The Least-Squares Regression Line (College Board AP® Statistics): Study Guide

Written by: Mark Curtis

Reviewed by: Dan Finlay

Updated on 28 August 2024

Least-squares regression line

What is the least-squares regression line?

The least-squares regression line is a special type of regression line that:
- minimizes the sum of the squares of the residuals
- and that passes through the mean point $(\bar{x}, \bar{y})$
  - where $\bar{x}$ is the mean of the $x$ -values
  - and $\bar{y}$ is the mean of the $y$ -values
It is used to predict $y$ -values from given $x$ -values
- Its full name is the least-squares regression line of $y$ on $x$
- This is not the same line if you wanted to predict $x$ -values from given $y$ -values
  - That is the least-squares regression line of $x$ on $y$
  - You cannot swap $x$ and $y$

What is the sum of the squares of the residuals?

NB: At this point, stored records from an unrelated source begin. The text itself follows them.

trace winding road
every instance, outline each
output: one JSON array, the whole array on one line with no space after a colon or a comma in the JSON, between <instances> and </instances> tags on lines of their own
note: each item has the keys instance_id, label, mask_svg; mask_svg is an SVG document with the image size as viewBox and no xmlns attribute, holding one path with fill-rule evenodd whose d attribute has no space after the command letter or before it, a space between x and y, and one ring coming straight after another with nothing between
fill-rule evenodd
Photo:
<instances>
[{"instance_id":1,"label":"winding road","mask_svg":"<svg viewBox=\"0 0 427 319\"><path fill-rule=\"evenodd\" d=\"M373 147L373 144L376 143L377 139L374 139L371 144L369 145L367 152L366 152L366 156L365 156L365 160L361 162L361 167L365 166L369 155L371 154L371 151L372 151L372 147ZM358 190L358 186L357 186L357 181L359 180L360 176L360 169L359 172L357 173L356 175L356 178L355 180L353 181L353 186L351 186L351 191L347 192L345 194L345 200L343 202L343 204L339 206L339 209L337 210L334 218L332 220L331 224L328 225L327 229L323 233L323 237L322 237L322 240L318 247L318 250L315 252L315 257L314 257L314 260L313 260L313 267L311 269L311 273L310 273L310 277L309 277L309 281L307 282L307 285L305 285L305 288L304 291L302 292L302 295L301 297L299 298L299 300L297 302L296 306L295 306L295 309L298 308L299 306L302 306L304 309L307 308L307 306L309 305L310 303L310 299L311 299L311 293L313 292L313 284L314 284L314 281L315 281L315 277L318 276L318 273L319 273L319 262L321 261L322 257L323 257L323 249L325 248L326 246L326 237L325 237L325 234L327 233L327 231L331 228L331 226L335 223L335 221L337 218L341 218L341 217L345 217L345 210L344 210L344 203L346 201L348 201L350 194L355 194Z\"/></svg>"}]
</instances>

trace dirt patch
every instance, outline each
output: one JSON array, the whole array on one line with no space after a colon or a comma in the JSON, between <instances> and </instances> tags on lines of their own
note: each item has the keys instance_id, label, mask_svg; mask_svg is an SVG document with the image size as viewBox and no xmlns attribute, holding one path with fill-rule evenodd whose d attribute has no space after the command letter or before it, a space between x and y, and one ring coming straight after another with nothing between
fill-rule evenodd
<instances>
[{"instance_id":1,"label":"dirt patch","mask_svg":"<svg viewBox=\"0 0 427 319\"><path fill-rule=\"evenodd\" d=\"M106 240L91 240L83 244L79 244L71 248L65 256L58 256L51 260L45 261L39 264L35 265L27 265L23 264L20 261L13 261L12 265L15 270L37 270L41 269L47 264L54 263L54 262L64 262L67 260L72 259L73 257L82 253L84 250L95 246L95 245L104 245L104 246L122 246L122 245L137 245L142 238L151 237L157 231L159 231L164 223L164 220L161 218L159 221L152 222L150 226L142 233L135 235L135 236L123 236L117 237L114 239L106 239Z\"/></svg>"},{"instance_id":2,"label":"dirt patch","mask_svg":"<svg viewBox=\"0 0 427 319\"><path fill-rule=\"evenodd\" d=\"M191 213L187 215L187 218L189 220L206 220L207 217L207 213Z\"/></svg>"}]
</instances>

The sum of the squares of the residuals for any regression line is found by
- calculating the residuals for each data point
- squaring each residual
- then adding together all these squared values

Why is the sum of the squares of the residuals minimized?

Residuals are like errors when comparing regression lines
- A good regression line should minimize the residuals
  - So compare the sum of all the residuals for different regression lines
- However, the sum of all the residuals is zero
  - The positive residuals end up cancelling out the negative ones
- So, instead, compare the sum of the squares of the residuals
  - because squaring the residuals makes them all positive
  - which stops any cancellation
The regression line with the smallest possible sum of the squares of the residuals is the least-squares regression line

What is the equation of the least-squares regression line?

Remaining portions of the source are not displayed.